Il est toujours au coin de la rue et de notre quotidien, omniprésent, fonctionnel ou il peut n’être que rêve, porté par l’imaginaire de son auteur. Le dessin peut-être ici-là sans figurer, juste pour se donner à voir en tant que signe sans au-delà dans le langage. Il adhère et contribue à faire les mouvements et les époques de l’art. Il peut être fait d’assemblages, de découpages, de déchirures, tracé sur un journal ou sur un corps humain, sur une statue ou sur une voiture, sur les murs de la ville. Le dessin peut rehausser la peinture, il peut se faire à l’éponge, au compresseur ou au pinceau. Il se pratique au laser sur le ciel, avec un avion et ses trainées blanches ou colorées. Il dit la réalité du monde ou une certaine perception de celle-ci, il raconte également du monde ses horreurs et ses bonheurs. Il n’y a donc pas un dessin mais des états du dessin, des intentions du dessin, des sous-entendus, des non-dits. Bref, il imagine - met en images -, rend visible, ne serait-ce que lui-même en tant que dessin, il évoque tant et tant de choses en son en-deçà et en son au-delà du langage tout en restant ce qu’il est, un tracé sur un coin de nappe ou une figure très élaborée résultant de décennies d’apprentissage.

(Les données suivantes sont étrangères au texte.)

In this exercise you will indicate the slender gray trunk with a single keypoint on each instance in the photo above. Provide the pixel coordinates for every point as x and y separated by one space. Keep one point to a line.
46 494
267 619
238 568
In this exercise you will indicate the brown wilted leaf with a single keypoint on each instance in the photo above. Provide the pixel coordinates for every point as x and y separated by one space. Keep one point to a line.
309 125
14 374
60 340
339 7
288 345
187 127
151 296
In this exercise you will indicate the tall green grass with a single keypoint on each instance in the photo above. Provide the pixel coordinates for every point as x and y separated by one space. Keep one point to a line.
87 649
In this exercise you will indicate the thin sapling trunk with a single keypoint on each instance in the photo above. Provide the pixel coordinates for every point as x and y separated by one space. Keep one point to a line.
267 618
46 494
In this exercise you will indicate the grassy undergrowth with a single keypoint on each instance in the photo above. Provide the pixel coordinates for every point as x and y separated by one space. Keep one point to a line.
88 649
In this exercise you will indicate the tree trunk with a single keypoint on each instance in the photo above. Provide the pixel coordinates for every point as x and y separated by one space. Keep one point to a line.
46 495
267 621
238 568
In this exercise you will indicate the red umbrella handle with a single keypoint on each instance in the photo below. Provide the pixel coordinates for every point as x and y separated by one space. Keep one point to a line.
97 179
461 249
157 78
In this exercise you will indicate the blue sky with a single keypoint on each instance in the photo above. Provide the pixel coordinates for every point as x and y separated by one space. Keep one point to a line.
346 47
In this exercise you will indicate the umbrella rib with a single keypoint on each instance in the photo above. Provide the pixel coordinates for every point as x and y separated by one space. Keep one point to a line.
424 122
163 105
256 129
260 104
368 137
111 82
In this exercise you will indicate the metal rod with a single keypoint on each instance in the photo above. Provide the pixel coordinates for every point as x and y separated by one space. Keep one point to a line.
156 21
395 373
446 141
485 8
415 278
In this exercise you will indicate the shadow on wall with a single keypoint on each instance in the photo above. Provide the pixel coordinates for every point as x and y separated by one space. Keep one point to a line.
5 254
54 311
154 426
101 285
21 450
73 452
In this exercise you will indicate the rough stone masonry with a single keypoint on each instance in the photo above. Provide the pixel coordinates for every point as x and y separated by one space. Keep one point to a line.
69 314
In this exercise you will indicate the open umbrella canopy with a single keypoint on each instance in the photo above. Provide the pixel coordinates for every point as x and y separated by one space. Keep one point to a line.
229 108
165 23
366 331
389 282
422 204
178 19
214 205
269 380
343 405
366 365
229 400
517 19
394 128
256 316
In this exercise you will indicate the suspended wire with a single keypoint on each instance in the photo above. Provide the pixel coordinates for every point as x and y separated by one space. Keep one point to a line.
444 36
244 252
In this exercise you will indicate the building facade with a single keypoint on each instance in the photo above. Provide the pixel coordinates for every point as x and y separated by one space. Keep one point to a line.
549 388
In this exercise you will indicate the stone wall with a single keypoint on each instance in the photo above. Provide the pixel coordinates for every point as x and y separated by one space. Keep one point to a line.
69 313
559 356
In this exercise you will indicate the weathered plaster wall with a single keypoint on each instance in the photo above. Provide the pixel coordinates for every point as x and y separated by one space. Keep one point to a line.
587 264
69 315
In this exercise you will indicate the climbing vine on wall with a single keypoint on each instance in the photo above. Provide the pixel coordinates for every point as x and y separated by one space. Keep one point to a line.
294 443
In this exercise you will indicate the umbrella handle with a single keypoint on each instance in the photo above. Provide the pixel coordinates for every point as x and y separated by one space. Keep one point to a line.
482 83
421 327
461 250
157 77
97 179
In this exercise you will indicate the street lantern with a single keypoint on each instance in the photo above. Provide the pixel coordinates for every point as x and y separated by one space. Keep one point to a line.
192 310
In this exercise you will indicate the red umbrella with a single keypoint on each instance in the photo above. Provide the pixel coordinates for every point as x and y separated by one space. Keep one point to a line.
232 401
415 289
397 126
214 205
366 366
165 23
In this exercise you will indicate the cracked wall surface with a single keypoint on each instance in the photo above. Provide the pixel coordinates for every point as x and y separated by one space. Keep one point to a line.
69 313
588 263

Fritz Bornstuck Lady V, gouache pigments et collage sur papier

 

Ce salon/foire Drawing Art Now, encore

 

Ici les galeries sont nombreuses, près de quatre-vingts, françaises, européennes, américaines, canadiennes, à présenter leurs artistes et la très grande diversité de ce que peut être leur pratique du dessin ; petits formats, comme des pages de carnets ou grands formats où le dessin se déploie. L’ensemble étant de bonne qualité et compte tenu des attirances personnelles pour tel ou tel type de dessin, il est un peu vain de présenter des artistes exposés, pour ce faire il faudrait pouvoir leur consacrer temps et espace dans la revue, alors ce sera plutôt le rôle des photos de montrer modestement quelques œuvres et cet article comporte évidemment quelques photos qui pourtant ne sauraient résumer ni dire la diversité du dessin proposé en ce salon/foire.

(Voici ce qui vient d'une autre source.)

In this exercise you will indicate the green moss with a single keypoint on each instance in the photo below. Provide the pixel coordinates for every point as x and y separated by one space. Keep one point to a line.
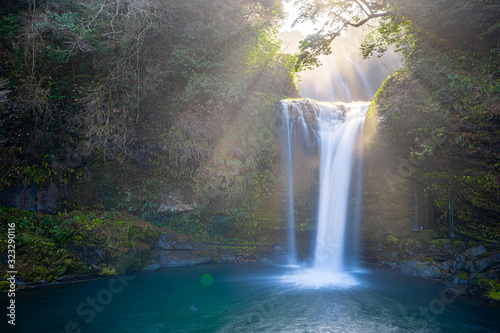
393 240
440 243
4 286
427 235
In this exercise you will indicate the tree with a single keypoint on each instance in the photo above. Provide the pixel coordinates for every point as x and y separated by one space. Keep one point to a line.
450 23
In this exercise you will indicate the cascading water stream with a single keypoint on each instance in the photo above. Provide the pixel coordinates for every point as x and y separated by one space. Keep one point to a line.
335 129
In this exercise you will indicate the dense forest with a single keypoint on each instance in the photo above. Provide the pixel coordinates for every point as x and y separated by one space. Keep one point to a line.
121 117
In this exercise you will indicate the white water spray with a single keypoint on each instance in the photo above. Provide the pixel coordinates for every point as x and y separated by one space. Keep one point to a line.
336 130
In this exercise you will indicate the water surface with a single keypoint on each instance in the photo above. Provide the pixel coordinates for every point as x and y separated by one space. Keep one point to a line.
250 298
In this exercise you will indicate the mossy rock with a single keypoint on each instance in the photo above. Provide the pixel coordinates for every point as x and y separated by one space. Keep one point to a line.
4 286
441 243
427 235
412 242
392 240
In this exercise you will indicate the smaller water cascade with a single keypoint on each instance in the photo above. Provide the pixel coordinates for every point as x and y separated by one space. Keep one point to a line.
415 218
450 216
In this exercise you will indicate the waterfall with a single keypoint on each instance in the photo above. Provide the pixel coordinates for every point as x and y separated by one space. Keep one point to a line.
337 141
333 129
290 210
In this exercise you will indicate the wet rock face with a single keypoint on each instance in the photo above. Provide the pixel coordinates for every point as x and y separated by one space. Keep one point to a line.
34 198
172 251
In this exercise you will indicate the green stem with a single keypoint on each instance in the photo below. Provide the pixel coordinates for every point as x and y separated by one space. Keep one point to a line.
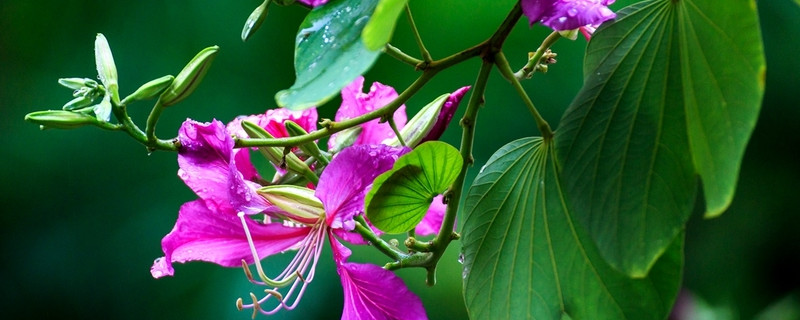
383 246
453 195
152 120
398 54
505 69
330 127
426 56
137 134
530 67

Henni Alftan Library, 2017, huile sur toile

Ce salon/foire est certainement arrivé à sa maturité, les réserves que j’ai pu formuler au sujet de l’une des sessions antérieures n’ont plus lieu d’être et aux espaces d’exposition s’ajoutent ces nombreux espaces qui font désormais partie de la plupart des foires/salons d’art. Espaces de rencontres, de projections et de débats, avec des spécialistes et professionnels de l’art, avec des artistes ; ce sont des lieux d’échanges et de connaissance qui s’ajoutent au plaisir de la déambulation d’un stand à l’autre, d’une œuvre à l’autre, ceci en liberté puisque rien n’oblige à s’arrêter là plutôt que là, rien n’empêche de revenir sur ses pas pour revoir et mieux voir telle ou telle œuvre, pour dialoguer avec le galeriste et même négocier un prix ! Drawing Art Now est un salon/foire où le public semble venu-là par intérêt et curiosité, contrairement à certaines foires internationales où le moteur principal est à l’évidence l’argent, l’art y étant évalué à l’aune de son prix, valeur de spéculation. Avec le dessin, il s’agit d’un art modeste, en quelque sorte un art de la pénombre dont le résultat, l’œuvre majeure dont il est l’annonce occultera peu ou prou l’existence. Autant de mérite donc aux organisateurs de Drawing Art Now quant à consacrer tant d’énergie à faire vivre et perdurer ce salon/foire, à lui donner la qualité, les qualités que l’on y trouve.